EL ESPÍRITU DE LA TRAGEDIA


El Espíritu de la Tragedia abandona el cine: lo han espantado unas risas en la octava fila, y un beso furtivo en la décima. Se promete a sí mismo no volver a entrar en otra sesión para adolescentes, aún conservan demasiadas esperanzas.
La calle es un hervidero de malas fortunas bajo el sol implacable de las seis de la tarde: una mujer extiende sus manos arrugadas y vacías a la caridad ajena, tan escasa en estos tiempos; un inmigrante pasea cabizbajo recordando un pueblecito perdido allá en África, donde se esfumó su infancia soñando con una Europa que resultó ser demasiado fría. Mira a la joven rubia que parece observar los escaparates atestados de rebajas, mientras lucha por ocultar sus ojos anegados de pena a los transeúntes, esos desconocidos que, seguro, son mucho más felices que ella.
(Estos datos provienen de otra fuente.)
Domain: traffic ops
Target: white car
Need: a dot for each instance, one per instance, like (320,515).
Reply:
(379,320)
El Espíritu de la Tragedia se regocija, trágicamente, como sólo él sabe hacerlo, con una lágrima honda y oscura surcando su mejilla que jamás ha recibido un beso, con una sonrisa amarga que no es más que una mueca.
Tiene hambre y se dirige al hospital, un lugar propicio para saciar su alma oscura y agorera, y se toma el postre en el cementerio, en el entierro de alguien que era demasiado joven para morir.  
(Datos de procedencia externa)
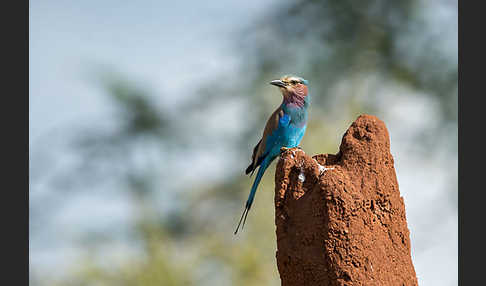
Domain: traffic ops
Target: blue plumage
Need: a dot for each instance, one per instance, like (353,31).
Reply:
(285,128)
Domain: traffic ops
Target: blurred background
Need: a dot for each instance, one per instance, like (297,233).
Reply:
(143,116)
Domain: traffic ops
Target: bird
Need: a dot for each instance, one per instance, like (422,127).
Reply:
(283,130)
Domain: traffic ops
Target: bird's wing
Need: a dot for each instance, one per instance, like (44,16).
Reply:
(259,151)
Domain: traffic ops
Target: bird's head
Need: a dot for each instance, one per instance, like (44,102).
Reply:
(293,88)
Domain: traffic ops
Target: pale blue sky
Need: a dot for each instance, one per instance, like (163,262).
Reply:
(160,43)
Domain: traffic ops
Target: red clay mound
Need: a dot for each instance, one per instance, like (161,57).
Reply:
(347,225)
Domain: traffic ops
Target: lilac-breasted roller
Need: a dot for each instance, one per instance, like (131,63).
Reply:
(284,129)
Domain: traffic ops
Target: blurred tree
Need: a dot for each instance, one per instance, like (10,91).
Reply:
(330,43)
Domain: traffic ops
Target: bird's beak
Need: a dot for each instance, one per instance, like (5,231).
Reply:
(278,83)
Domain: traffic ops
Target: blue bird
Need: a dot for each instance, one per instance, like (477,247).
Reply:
(284,129)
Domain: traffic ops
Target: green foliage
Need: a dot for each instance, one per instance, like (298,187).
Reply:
(327,42)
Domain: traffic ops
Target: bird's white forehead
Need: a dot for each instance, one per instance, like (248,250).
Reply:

Luego visita a un poeta que compone versos tristes frente a su ventana, el desvencijado marco para el cuadro gris del edificio de enfrente; le gusta ese joven, uno de los pocos que lo recibe con los brazos abiertos, aunque piense que es su musa, y no él, quien lo ilumina de negruras. También toca a la puerta de una mujer enamorada, que abre ansiosa esperando al cartero y sólo encuentra ante sí la calle vociferante de tráfico y el buzón vacío. Sopla ligeramente en el oído de ese anciano que hoy, sin saber por qué, siente que toda su vida ha sido una equivocación, y toca el hombro del hombre que vuelve del INEM, otra vez con las manos vacías. Entra brevemente en un portal, donde deja llorando desconsolada a una señora que cargaba con dos bolsas de la compra; ahora yace sentada en un escalón, derrumbada, recordando a aquel hijo suyo que ya nunca la visita.
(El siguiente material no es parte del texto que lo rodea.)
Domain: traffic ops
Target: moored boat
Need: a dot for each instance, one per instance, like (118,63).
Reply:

Llamamos su atención, sin querer, cuando pasa frente al banco del parque donde nos hemos sentado. Lo sabe todo de ti, y de mí, de la distancia que nos separa y los rencores que, sin querer, van tiñendo nuestras almas. De pronto parecemos olvidar los paseos cerca del mar, las risas compartidas ante una taza de café o los besos inacabables en este mismo banco del parque. El futuro ya no es sólo brumoso, sino oscuro y desalentador, un salto insalvable, un puente derribado sobre un abismal barranco.
Nos salva una dulce ráfaga del viento del sur, que me trae tu olor, tan familiar, el olor de mi hogar. Te miro y me miras, y nos miramos, y al besarnos notamos un batir de alas negras que se alejan: es el Espíritu de la Tragedia, al que hemos logrado ahuyentar, al menos de momento.